The above (for both knative-serving and istio-system namespaces) allowed the sync to succeed. The assumption is that it was due to the namespaces being already created, in theory it shouldn't happen when bootstrapping a cluster (last famous words).

The kfserving-system namespace is currently created by the kubeflow-kfserving chart, and carries the following labels:

labels:
  control-plane: kfserving-controller-manager
  controller-tools.k8s.io: "1.0"
  istio-injection: disabled

We should probably add some code to our helmfile logic to allow the definition of custom labels like the above. Once done, we will add kfserving-system to the system "managed" namespaces and we'll remove the Namespace creation from the chart.
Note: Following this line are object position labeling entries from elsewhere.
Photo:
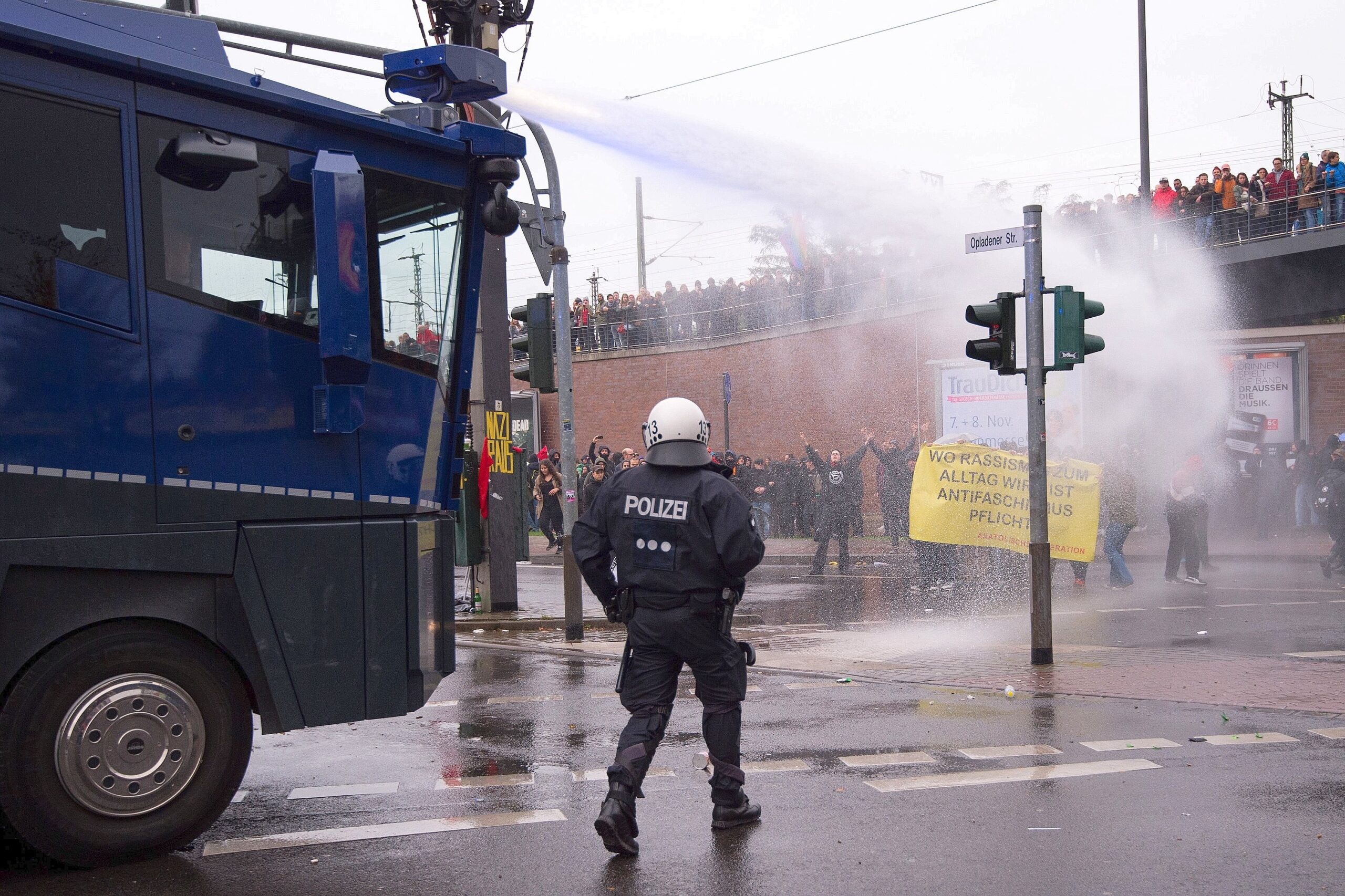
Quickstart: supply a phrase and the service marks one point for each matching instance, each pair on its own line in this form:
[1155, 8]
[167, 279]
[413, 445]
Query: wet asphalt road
[1251, 607]
[1246, 817]
[1242, 818]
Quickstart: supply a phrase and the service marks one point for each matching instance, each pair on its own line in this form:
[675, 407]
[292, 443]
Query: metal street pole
[639, 232]
[1145, 195]
[726, 412]
[564, 382]
[1039, 547]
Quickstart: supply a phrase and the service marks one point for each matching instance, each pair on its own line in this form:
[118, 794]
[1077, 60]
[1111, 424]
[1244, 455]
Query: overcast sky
[1031, 92]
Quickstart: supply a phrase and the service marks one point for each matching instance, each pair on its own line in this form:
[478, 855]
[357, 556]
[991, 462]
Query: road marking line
[1005, 753]
[484, 780]
[378, 832]
[1258, 738]
[1286, 591]
[777, 765]
[1334, 734]
[690, 692]
[1140, 743]
[344, 790]
[1002, 775]
[601, 774]
[887, 759]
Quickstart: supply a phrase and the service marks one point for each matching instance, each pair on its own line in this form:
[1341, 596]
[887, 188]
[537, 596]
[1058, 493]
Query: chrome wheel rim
[130, 746]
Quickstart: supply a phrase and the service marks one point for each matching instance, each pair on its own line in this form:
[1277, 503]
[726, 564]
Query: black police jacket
[673, 530]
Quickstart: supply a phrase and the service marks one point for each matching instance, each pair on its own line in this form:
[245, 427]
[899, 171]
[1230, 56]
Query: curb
[534, 623]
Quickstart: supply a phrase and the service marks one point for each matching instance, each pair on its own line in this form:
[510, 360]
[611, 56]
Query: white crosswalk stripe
[1004, 775]
[377, 832]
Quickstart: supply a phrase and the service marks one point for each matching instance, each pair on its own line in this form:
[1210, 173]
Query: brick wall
[829, 380]
[822, 380]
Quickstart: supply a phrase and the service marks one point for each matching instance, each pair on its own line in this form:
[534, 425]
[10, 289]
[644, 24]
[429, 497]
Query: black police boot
[616, 821]
[729, 816]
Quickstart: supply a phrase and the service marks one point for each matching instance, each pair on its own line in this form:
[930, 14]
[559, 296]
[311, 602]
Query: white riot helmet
[677, 435]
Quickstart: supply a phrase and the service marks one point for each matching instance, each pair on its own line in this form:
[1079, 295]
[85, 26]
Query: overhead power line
[799, 53]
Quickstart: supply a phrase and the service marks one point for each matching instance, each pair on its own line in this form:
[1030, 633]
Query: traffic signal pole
[1039, 543]
[564, 384]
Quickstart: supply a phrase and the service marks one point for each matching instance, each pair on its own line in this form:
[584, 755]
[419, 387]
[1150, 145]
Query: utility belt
[702, 602]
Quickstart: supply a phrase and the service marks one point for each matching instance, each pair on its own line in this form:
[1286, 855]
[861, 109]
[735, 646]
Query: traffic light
[537, 342]
[998, 348]
[1072, 343]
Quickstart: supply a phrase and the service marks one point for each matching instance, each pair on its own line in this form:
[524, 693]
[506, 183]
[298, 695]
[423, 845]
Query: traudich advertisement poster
[992, 411]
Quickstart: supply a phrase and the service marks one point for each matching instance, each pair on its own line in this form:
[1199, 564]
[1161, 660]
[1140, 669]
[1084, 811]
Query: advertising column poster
[993, 411]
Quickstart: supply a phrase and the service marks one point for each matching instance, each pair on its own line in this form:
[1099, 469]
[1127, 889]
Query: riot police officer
[684, 541]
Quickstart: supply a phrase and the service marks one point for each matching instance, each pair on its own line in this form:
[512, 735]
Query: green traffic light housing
[998, 348]
[1072, 343]
[537, 342]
Change 721268 had a related patch set uploaded (by Elukey; author: Elukey):

[operations/deployment-charts@master] kubeflow-kfserving: move Namespace creation to helmfile

https://gerrit.wikimedia.org/r/721268

Update: in theory https://gerrit.wikimedia.org/r/721268 (plus its related changes) should fix the remaining kfserving-system settings, and take care of the per-service namespaces as well.

Change 721268 merged by Elukey:

[operations/deployment-charts@master] kubeflow-kfserving: move Namespace creation to helmfile

https://gerrit.wikimedia.org/r/721268

elukey claimed this task.

I was finally able to add kfserving-system to the list of managed namespaces in helmfile, rather than relying on the config in the Chart (provided by upstream). This allows us to manage the PSP/RBAC permissions properly.

We are working in T286791 for the custom model namespaces permissions (that will be deployed via helm3) so I think that this task can be closed!